– Ах, молодой человек, – отмахнулся от него помещик, – это в вас молодость и непримиримость к обычаям говорят, а они, эти обычаи, позвольте заметить, не на пустом месте возникли. Вон, посмотрите на вашего друга, до чего его довели эти новые законы. Батюшка из-за долгов грех совершил, а он теперь в урядники пошёл, как крестьянский сын, а ведь с вами в гимназии учился, надежды подавал.
– С Иваном всё будет хорошо, – вступился за друга Михаил. – Времена сейчас другие, нужно меняться, хватит сидеть на крестьянской шее, нужно самим что-то делать.
– Вам хорошо говорить, – обидчивым тоном проговорил Шляпников. – А ну бы вы жили только на сельском хозяйстве! А так у вас и лесопилки и завод сахарный. А мужик – он всё равно глупый, им управлять надо, а если не управлять, то нет пользы ни нам, ни самим мужикам.
– Здесь я с Вами не соглашусь, – тихо, но отчетливо произнёс молчавший ранее Иосиф Григорьевич Сошко. – У меня на заводе кто работает? Бывшие мужики, крестьяне. И из них много очень пытливых и сметливых, порой поумнее некоторых благородных будут.
– Этак Вы до народовольских речей договоритесь, Иосиф Григорьевич, – начал горячиться и снова потеть Василий Иванович.
– Вася, не нужно, – попыталась упокоить мужа Шляпникова, положив ему ладонь на руку.
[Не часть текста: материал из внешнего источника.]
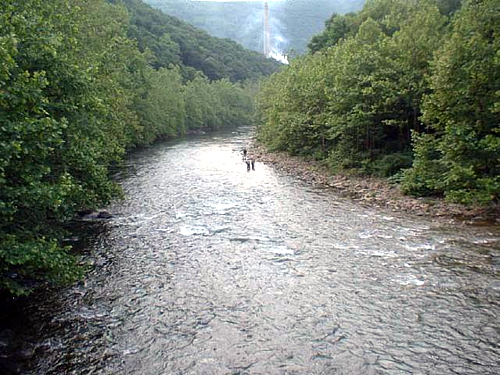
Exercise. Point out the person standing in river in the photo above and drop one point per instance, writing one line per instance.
(250, 161)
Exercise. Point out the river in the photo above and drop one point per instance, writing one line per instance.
(207, 268)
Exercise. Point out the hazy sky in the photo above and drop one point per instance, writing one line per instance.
(260, 1)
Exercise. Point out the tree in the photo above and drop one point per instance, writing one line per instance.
(460, 155)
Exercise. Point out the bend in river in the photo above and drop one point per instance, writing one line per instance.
(207, 268)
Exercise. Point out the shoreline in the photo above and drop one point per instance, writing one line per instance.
(373, 191)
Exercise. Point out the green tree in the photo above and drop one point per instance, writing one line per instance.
(459, 158)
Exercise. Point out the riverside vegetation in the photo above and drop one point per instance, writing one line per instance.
(81, 83)
(405, 90)
(402, 89)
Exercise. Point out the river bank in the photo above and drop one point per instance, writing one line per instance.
(373, 191)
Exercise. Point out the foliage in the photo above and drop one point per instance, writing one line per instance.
(293, 23)
(173, 42)
(399, 85)
(462, 151)
(76, 92)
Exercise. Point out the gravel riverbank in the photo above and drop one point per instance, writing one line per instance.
(373, 191)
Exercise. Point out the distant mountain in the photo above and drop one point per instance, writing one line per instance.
(293, 22)
(175, 42)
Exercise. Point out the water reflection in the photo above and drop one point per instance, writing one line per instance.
(210, 269)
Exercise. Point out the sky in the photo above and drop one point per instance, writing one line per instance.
(222, 1)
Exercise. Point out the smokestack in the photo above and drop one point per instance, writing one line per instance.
(267, 31)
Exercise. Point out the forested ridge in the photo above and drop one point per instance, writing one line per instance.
(82, 82)
(408, 90)
(293, 22)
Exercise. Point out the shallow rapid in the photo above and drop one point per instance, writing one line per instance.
(207, 268)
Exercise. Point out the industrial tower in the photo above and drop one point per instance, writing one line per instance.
(267, 31)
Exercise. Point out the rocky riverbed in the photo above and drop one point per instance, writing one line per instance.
(373, 191)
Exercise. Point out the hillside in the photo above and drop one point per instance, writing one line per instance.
(173, 41)
(293, 22)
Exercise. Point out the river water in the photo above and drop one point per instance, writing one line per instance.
(207, 268)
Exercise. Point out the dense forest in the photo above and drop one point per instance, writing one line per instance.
(82, 82)
(293, 22)
(403, 89)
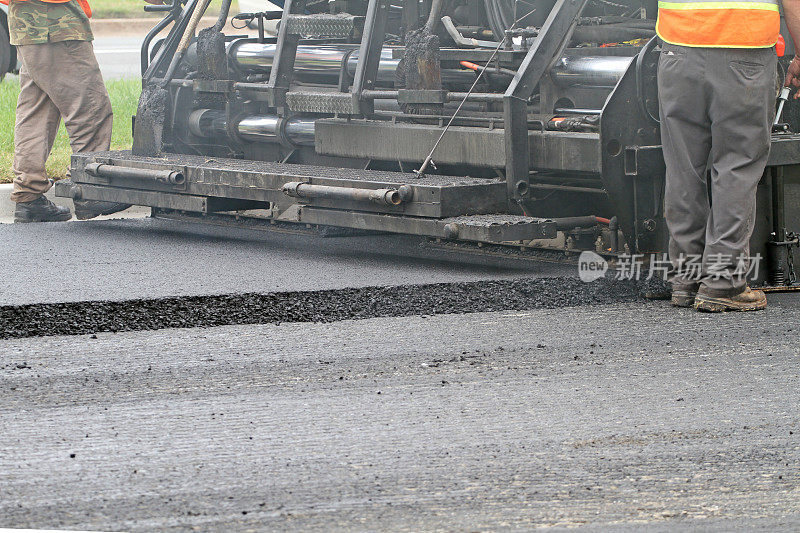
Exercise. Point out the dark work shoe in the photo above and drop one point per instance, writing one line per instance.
(41, 210)
(683, 296)
(86, 209)
(747, 300)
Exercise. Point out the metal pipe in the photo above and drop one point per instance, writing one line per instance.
(568, 223)
(451, 96)
(323, 63)
(577, 111)
(567, 188)
(171, 177)
(313, 62)
(391, 197)
(598, 71)
(460, 40)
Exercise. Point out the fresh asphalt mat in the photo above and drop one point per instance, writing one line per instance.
(155, 258)
(71, 279)
(633, 416)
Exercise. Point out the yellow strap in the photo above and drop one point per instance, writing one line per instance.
(718, 5)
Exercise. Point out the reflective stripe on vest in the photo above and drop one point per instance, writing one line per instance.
(83, 3)
(742, 24)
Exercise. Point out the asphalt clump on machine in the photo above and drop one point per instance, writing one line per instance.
(79, 318)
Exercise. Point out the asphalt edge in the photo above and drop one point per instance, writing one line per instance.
(332, 305)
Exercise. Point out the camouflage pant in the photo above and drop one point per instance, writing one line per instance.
(57, 80)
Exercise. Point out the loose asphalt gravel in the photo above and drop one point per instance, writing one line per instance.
(152, 258)
(468, 395)
(607, 417)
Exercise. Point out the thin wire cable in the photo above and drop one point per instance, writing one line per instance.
(424, 166)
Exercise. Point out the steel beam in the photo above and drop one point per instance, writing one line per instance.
(536, 63)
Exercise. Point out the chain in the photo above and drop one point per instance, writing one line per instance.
(792, 237)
– Нет уж, я скажу! Вот великий был человек, Александр Второй, освободитель земель славянских от басурман всяких. Освободил ещё и мужиков этих, а они что сделали? А?! Бомбой в него! Это в знак благодарности. А вы говорите «сметливые». Грабить да убивать сметливые. Банк Херсонский ограбить хотели!
– Говорят, что отец Перовской потомок Разумовских, – отметил Сошко.
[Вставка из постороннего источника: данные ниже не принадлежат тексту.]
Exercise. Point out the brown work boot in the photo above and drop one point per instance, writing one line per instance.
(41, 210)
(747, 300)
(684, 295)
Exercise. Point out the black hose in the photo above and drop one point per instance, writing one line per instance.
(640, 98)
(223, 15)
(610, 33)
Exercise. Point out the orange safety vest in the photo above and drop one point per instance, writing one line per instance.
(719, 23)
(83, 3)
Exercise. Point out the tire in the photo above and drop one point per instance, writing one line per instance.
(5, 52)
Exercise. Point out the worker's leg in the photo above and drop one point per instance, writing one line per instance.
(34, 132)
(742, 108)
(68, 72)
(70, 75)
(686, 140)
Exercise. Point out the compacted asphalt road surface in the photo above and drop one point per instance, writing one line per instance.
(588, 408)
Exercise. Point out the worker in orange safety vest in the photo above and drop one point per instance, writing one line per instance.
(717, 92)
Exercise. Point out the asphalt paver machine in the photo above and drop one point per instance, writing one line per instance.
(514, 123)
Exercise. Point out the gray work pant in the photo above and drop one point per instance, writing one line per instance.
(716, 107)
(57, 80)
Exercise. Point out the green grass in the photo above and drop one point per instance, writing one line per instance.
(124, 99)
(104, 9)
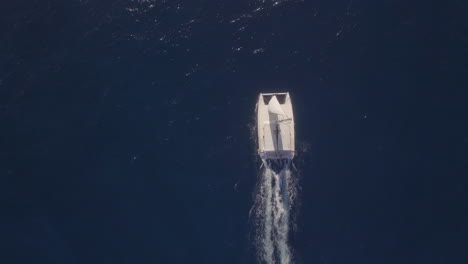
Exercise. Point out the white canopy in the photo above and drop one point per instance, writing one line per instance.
(274, 107)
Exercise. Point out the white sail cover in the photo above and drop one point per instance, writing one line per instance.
(275, 126)
(274, 107)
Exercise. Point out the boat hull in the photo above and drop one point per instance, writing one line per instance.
(275, 127)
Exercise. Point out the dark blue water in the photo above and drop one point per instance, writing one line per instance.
(126, 129)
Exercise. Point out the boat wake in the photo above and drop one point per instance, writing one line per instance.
(275, 195)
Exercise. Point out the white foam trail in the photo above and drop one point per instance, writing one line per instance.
(273, 214)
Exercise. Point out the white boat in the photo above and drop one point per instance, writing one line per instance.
(275, 126)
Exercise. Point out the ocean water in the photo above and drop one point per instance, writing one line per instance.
(126, 129)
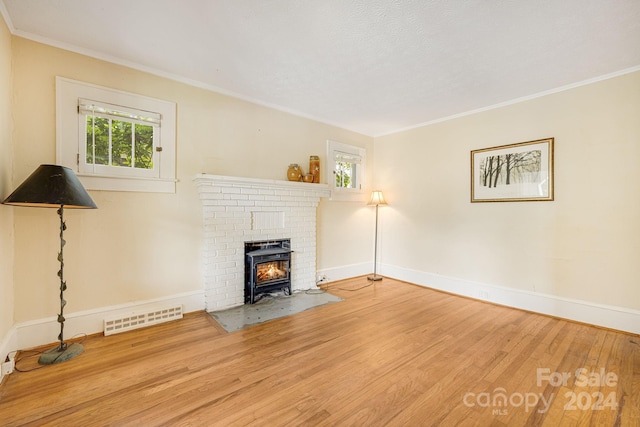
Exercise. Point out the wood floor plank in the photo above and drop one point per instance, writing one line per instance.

– Да-да, она не из крепостных, а из благородных, – заметила Людмила Павловна.
– Из благородных, но спуталась с этим, как его, Андрейкой Желябовым, – горячился Шляпников, – он-то как раз из этих, мужиков крепостных. Вот она благодарность: ему свободу, а он бомбу кидать, и ещё благородного происхождения молодежь затягивать во всякую «Народную Волю». Всё разлагается вокруг… Страна держится на правилах! На императоре-батюшке! А тут что?
Неизвестно, куда бы дальше завел спор, вошедший в такое неожиданное русло, что Михаил Алексеевич уже, привстав, хотел не менее горячо возразить Шляпникову, выступить в защиту позиции Иосифа Григорьевича, когда с улицы послышался громкий крик.